Izzy does make a serious mistake at one point, when she tells that Ajita is gay. This wasn't Izzy's thing to tell people - Ajita gets to decide who knows and when and how to tell them. However, much of the audience of this book will likely be teenagers. Some of them may not be aware of the consequences of giving away someone's sexuality and why you shouldn't do it. I'm not saying that makes Izzy's actions in the book okay, but it does mean people may learn something. Izzy is only a teenager, herself, and therefore will make mistakes. It's only natural. And no, being a full adult in the eyes of the law and still being a teenager prone to errors in judgement can coexist. Even at eighteen, you won't know everything, and you can still develop as a person as an adult.

I will say that some of the syntax reads more British than American. It can be jarring for those who are not used to it. Expect it before going in, remember that it is written by a British writer, and bear in mind that there are a lot of books set in Britain where Americanisms have crept in, too. Those sort of books can throw me right out of the story when I read them. If I'm honest, it still threw me off in this one, too, but I'll give it a pass.

Edit:  Since I didn't state this anywhere, the reason British terms sound weird in this book is because it is set in America, but written by a UK author.

* If you are under eighteen, however, please don't send nudes, ever, because distribution and possession of them comes under child pornography laws. Make sure whatever you do is safe and legal. I am disappointed that this point was never brought up, because this book could have been a good way to educate the target audience on best practice for sending nudes.
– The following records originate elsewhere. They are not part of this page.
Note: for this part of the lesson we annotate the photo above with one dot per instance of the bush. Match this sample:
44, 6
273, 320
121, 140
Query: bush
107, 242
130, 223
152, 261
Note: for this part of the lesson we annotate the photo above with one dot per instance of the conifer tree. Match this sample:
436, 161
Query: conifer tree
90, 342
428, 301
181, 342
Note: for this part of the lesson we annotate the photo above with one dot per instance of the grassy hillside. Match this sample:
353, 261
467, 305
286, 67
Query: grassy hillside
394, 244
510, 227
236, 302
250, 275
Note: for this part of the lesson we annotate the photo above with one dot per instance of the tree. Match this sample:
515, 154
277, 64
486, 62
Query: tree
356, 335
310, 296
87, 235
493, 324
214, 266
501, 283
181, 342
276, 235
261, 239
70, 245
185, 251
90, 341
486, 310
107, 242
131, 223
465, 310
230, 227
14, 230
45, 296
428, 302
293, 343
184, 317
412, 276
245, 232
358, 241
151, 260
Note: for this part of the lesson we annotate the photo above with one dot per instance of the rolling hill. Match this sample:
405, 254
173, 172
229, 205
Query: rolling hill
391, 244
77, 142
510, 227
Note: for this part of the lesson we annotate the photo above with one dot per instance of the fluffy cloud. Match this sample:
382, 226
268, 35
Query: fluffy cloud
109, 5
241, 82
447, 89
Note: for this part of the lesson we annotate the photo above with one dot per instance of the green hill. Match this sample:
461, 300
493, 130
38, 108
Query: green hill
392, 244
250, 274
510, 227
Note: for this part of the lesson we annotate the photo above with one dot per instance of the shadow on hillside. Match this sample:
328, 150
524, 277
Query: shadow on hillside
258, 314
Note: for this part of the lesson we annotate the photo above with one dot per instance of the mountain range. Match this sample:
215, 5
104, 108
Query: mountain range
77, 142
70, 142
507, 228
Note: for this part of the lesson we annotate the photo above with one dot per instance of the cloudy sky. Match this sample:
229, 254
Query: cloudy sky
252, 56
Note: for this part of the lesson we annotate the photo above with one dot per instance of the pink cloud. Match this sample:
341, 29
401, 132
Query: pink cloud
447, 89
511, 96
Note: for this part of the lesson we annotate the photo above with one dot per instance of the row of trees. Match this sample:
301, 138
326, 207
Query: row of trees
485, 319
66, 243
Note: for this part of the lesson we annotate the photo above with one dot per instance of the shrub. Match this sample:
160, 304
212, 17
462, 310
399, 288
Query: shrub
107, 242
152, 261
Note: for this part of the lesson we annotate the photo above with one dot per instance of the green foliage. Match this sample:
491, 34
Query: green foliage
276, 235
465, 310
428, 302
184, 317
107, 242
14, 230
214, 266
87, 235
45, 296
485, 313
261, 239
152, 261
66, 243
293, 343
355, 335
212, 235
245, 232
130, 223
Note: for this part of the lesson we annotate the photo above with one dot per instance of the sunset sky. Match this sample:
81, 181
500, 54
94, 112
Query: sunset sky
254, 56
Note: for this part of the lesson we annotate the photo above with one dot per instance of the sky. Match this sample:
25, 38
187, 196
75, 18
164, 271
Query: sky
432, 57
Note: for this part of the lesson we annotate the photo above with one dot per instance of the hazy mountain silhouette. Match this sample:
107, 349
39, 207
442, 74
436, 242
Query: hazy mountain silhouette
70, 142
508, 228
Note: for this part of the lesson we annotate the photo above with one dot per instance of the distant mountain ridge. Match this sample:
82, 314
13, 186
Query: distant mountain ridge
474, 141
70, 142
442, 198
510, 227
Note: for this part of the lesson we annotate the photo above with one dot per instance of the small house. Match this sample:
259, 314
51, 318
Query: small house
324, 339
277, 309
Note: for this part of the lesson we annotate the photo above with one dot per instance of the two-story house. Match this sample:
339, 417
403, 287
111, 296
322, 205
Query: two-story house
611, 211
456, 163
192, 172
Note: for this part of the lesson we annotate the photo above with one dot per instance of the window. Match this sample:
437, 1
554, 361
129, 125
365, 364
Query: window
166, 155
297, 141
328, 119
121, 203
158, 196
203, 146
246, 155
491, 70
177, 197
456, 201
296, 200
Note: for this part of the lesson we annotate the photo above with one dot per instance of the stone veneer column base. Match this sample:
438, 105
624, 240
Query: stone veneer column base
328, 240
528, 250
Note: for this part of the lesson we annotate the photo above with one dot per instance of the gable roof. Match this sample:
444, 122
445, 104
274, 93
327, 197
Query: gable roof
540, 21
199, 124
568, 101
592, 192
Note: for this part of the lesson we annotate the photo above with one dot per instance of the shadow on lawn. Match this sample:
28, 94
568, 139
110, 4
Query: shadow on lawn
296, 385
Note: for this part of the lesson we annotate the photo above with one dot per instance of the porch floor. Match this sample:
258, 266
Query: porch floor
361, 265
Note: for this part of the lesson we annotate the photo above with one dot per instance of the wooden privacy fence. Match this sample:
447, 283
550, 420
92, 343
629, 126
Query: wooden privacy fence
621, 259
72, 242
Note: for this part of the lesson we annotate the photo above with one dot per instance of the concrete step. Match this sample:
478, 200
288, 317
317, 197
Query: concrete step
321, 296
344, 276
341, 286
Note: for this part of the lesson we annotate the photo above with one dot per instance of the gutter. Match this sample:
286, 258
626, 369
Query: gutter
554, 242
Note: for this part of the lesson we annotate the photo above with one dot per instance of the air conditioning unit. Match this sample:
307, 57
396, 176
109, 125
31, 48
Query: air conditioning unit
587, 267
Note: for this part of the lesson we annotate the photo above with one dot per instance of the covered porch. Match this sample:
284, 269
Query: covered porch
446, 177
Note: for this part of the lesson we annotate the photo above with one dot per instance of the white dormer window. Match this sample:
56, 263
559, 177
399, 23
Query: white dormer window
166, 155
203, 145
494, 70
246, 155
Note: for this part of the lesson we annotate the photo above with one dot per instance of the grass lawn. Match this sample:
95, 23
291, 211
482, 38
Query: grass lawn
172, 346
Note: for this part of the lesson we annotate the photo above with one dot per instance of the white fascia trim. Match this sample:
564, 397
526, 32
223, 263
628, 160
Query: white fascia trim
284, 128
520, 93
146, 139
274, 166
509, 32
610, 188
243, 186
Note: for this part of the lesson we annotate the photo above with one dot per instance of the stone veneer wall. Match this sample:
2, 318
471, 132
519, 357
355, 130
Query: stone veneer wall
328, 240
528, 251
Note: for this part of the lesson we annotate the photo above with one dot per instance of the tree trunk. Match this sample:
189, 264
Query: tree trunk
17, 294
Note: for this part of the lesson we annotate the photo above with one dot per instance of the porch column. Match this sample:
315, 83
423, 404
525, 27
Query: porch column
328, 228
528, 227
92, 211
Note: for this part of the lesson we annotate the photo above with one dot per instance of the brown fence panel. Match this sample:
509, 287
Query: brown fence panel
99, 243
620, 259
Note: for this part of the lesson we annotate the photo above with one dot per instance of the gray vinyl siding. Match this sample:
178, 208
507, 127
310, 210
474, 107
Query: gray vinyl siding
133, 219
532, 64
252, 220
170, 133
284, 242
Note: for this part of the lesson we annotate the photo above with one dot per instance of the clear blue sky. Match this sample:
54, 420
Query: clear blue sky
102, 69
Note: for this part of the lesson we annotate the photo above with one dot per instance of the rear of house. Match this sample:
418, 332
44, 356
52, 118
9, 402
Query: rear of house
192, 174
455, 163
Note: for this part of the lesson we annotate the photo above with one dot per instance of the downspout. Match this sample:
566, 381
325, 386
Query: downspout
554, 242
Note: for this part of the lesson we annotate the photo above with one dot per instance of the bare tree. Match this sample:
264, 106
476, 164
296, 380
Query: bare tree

In addition to "don't do it if you're underage" there's also "don't show any identifying features" and "only share them with people you trust." As well as if they ever do get leaked, it is absolutely, 100% not your fault.

I would recommend this book to anyone growing up and trying to make sense of how women are treated in society.


  1. I've been curious about this one but haven't had a chance to read it yet! Sounds like it's definitely a thought-provoking and good read...and like I think it's important to show characters can be messy too. But agh, tough subject matter too.

    (Although I do kind of think we have to be careful getting annoyed at a book for not being written about our specific culture! It's so important to realise different cultures exist and it's important to expand our perspective!)

    1. Oh, gosh, yes! I absolutely agree, since I am British! The odd thing with this book is that it is set in America, but written by a British author, so some of the terms used feel slightly off. It's like the Americanized versions of Harry Potter, they just feel different!

  2. I haven't had a chance to look into this book too much - but I've heard so many amazing things about it and definitely need to add it to my (already very long) TBR list! x

    Grace Louise || www.gracelouiseofficial.blogspot.co.uk/

    1. Thank you for your comment! You absolutely should, it's a fun and funny read!